The heroes and their legends are a bit like the hen and the egg. It is not easy to decide which came first: the great deed or the story of it. With that you get into a circle just as quickly as with the beginning of human culture as a whole. A new story about the noble knight Gawain is now getting serious with this circle: "The Green Knight" by David Lowery. There has never been a quest like this, and that means something in one of the most venerable genres, the film with swords and chain mail. In the Middle Ages, men sought their way to a higher vocation with a quest. They moved out, endured adventures, ministered to women and became chivalrous in the process. The story of Gawain and the Green Knight dates back to the late 14th century, so it is a late bloom in Arthurian epic.The same is true of “The Green Knight”, which, compared to classics such as John Boorman's “Excalibur” (1981), strikes a much larger cultural-historical arc: notions of antiquity meet modern forms, for example a highly artificial sound design.

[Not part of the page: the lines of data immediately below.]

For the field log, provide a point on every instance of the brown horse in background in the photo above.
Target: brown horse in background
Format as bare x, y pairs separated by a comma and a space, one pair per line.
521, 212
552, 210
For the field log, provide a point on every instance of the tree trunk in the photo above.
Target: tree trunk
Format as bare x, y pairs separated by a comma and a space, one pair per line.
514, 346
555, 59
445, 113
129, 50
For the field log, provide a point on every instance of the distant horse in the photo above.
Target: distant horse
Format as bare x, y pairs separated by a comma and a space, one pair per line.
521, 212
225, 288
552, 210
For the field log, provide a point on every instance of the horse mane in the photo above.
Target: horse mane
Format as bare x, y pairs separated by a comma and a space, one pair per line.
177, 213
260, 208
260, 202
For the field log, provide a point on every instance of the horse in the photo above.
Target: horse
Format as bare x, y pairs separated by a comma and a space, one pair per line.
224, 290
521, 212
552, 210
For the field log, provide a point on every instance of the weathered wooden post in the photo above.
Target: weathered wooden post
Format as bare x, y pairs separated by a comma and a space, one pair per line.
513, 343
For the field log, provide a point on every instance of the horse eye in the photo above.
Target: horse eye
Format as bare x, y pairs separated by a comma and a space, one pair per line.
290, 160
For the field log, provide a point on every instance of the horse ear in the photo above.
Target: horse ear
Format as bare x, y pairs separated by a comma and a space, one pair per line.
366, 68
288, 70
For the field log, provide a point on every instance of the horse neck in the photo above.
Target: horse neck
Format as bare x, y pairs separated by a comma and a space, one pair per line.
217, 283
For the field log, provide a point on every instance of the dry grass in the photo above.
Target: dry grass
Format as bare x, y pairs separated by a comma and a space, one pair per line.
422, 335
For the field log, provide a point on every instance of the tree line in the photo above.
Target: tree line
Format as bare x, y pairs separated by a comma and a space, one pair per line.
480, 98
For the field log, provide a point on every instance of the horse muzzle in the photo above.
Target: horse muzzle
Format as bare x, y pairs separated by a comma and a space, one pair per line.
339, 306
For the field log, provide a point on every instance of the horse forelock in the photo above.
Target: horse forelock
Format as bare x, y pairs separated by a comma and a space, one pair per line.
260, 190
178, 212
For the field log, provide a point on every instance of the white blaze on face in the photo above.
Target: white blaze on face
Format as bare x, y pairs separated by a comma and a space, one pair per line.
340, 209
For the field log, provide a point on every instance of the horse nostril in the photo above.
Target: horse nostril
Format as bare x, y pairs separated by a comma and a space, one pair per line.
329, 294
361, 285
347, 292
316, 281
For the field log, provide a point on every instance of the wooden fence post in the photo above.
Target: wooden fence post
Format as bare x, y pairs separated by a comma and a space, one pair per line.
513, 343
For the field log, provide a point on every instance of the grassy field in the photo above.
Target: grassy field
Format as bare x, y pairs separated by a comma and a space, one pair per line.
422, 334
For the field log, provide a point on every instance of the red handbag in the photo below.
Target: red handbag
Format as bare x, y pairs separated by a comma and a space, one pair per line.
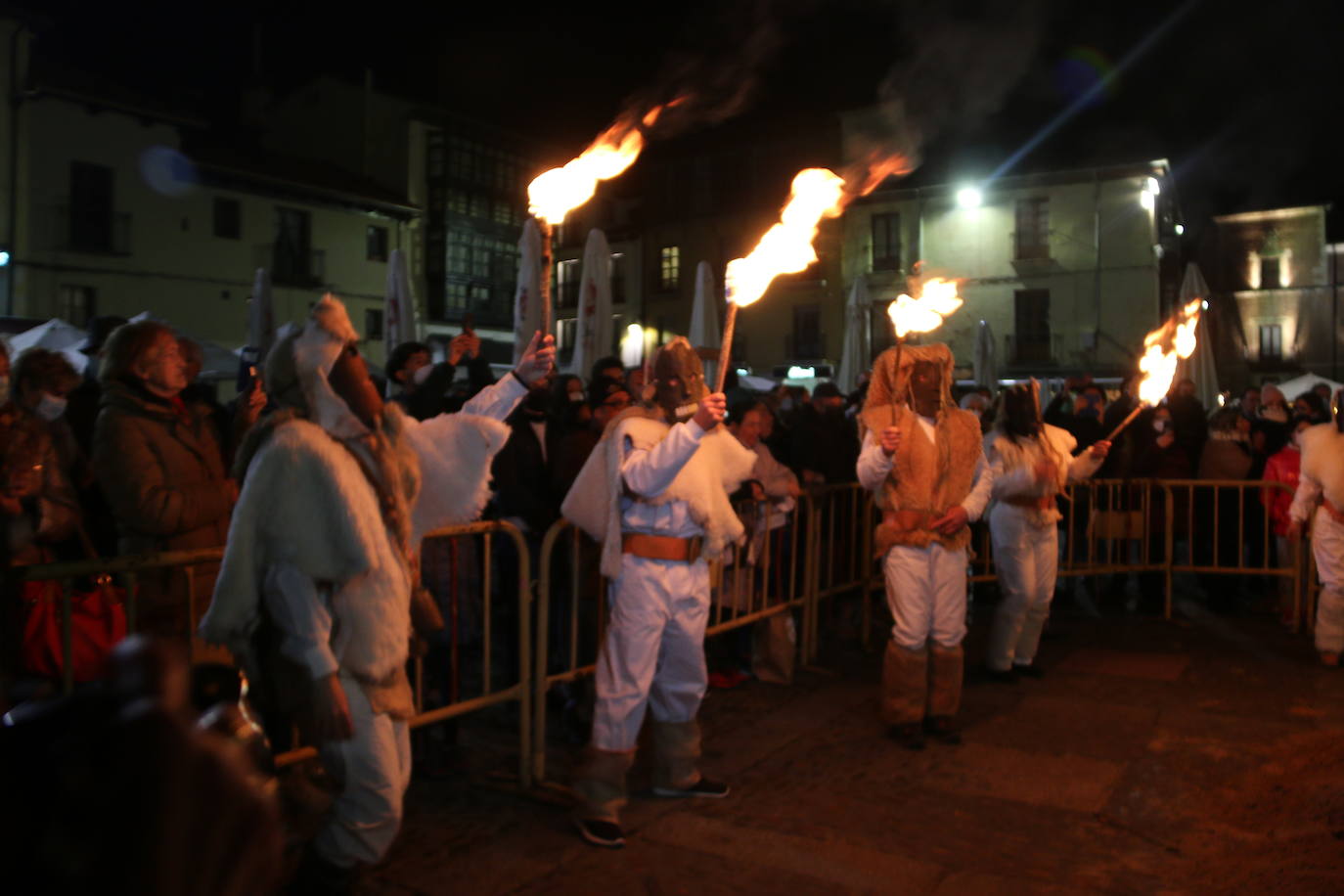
97, 622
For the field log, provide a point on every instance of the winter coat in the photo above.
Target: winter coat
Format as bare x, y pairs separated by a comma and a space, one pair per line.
1285, 467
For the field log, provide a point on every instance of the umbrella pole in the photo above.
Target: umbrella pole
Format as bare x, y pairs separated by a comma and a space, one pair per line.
545, 229
726, 347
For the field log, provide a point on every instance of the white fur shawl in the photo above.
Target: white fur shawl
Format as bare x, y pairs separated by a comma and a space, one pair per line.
717, 469
305, 501
1322, 460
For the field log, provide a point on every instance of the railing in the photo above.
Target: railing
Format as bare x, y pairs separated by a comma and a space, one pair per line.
800, 560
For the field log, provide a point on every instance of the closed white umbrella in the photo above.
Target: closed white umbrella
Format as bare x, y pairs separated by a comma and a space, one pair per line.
261, 319
593, 334
399, 304
854, 356
1199, 366
987, 357
56, 336
527, 302
704, 334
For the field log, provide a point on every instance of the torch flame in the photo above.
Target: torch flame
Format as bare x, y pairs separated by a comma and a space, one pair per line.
1163, 348
557, 193
786, 247
937, 298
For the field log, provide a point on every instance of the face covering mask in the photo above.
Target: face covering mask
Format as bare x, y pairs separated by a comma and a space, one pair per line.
50, 407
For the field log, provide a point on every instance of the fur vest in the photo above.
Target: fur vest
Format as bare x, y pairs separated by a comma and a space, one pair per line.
717, 469
1322, 460
306, 501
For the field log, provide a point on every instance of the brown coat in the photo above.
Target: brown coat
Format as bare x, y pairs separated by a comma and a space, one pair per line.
164, 477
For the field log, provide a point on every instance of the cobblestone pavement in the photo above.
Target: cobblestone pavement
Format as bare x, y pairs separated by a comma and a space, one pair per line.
1196, 755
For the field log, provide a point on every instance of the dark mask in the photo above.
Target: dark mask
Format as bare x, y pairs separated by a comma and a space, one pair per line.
1017, 413
926, 387
678, 379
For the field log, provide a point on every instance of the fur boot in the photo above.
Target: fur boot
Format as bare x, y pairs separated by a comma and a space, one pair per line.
905, 675
945, 681
601, 784
676, 754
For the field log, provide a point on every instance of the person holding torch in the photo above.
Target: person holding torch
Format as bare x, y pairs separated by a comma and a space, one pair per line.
922, 457
1031, 463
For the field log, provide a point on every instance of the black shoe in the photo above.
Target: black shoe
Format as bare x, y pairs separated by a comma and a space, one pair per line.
601, 833
703, 788
908, 734
944, 730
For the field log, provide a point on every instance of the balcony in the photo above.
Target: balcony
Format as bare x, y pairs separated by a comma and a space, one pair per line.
305, 269
92, 231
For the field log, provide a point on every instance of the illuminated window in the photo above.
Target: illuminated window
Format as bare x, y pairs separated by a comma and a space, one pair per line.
1032, 237
1272, 341
669, 266
886, 242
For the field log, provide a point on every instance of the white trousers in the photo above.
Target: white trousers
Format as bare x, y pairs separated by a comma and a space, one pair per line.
1328, 550
1027, 561
926, 594
653, 653
376, 766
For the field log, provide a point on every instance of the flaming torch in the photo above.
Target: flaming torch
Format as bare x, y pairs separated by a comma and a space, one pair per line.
785, 248
556, 194
1167, 344
923, 313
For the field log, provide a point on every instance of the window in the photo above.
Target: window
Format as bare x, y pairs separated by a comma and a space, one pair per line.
1271, 277
1031, 313
1032, 237
377, 244
373, 323
77, 304
227, 218
886, 242
90, 207
293, 252
1272, 342
807, 332
567, 277
669, 266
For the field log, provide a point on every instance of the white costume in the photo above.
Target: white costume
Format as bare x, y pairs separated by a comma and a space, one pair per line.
1320, 492
674, 482
1024, 536
315, 547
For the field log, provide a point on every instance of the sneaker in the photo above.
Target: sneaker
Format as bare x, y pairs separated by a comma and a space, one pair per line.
942, 730
703, 788
601, 833
908, 734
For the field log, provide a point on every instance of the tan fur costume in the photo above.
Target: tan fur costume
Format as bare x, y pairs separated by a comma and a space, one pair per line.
924, 475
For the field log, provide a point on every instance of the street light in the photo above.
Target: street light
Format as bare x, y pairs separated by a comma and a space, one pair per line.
969, 198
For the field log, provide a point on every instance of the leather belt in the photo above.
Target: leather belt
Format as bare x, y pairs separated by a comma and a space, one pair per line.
1031, 503
661, 547
1333, 511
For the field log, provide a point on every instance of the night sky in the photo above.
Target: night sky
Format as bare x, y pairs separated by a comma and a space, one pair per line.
1242, 98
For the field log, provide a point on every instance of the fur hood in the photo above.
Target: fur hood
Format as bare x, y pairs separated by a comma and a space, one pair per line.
890, 385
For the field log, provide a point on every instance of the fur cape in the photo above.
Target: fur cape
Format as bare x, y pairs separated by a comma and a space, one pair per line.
717, 469
923, 477
306, 501
1322, 460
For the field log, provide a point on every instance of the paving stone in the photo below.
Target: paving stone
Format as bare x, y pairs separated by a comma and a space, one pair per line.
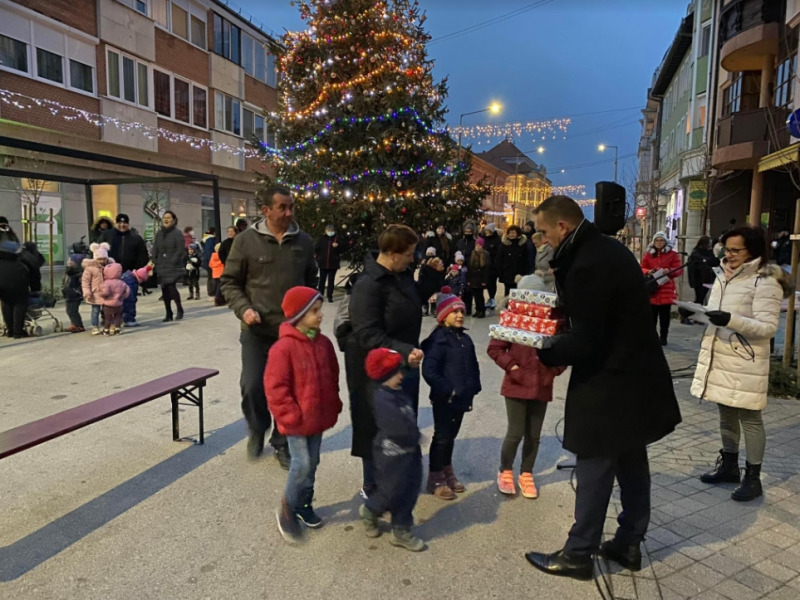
776, 571
724, 564
756, 581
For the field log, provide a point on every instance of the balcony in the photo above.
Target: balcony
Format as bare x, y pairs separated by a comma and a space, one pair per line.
748, 31
743, 138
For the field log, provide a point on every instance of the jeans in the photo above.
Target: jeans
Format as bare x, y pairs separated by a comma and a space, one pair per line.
96, 310
595, 478
446, 425
251, 383
525, 419
303, 469
327, 277
74, 313
732, 421
661, 315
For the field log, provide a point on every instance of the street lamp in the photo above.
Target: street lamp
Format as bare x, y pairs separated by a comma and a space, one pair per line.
493, 108
602, 148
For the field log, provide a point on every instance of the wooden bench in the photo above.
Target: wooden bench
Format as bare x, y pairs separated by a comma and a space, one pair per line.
187, 385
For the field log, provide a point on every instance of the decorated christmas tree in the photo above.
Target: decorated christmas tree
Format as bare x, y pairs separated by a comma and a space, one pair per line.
360, 125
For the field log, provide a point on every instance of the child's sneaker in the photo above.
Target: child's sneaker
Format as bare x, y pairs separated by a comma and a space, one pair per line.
403, 538
527, 486
505, 483
370, 521
288, 524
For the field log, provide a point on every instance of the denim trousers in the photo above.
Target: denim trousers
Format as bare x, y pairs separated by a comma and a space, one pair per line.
303, 469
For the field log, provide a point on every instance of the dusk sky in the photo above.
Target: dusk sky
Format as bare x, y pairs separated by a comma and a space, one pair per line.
590, 60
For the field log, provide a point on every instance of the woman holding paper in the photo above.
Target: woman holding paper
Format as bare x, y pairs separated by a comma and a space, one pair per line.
733, 365
664, 264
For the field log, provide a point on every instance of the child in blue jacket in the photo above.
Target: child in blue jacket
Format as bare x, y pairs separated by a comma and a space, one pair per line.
451, 369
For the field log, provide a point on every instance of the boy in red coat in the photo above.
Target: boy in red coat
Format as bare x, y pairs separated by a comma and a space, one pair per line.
527, 387
301, 382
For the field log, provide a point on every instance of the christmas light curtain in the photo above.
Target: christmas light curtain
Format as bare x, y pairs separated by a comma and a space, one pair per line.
360, 125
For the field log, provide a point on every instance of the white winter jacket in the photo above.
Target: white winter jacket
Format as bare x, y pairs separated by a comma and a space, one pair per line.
734, 369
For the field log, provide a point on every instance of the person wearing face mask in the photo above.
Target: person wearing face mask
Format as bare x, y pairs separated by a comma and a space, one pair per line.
327, 252
661, 257
733, 364
620, 396
169, 253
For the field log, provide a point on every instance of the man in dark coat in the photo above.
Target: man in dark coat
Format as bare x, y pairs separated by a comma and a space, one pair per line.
620, 396
127, 248
265, 261
327, 251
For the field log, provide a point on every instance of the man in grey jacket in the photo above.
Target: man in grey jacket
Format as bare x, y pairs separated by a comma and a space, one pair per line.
264, 262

The whole thing starts at Christmas in Camelot. “Christ is born” is the first sentence, plus you see the actor Dev Patel, who actually looks like a figure of Christ, but here plays the young Gawain (or Garvain). At the high festival, you want to have a little fun at King Arthur's court, you want to hear stories, “some myth or canto”, but Gawain has nothing of the sort to tell. He hasn't seen anything yet. His first act is imminent, it is just unfolding in a parzen-like act by his mother Morgane la Faye, who conjures up an adventure. It is she who summons the green knight - half man, half tree - who rides high on his horse and with heavy hoofbeats in the middle of the round table. He has a strange desire: he wants to have his head cut off by someone for the pricethat his opponent then has to appear at the Green Chapel a year later in order to have himself beheaded. Gawain agrees to take part in the "game", however strangely unheroic it may seem. The consequences become clear to him in the first hints when the green knight simply picks up his severed head from the ground and runs away with a grim "one year hence".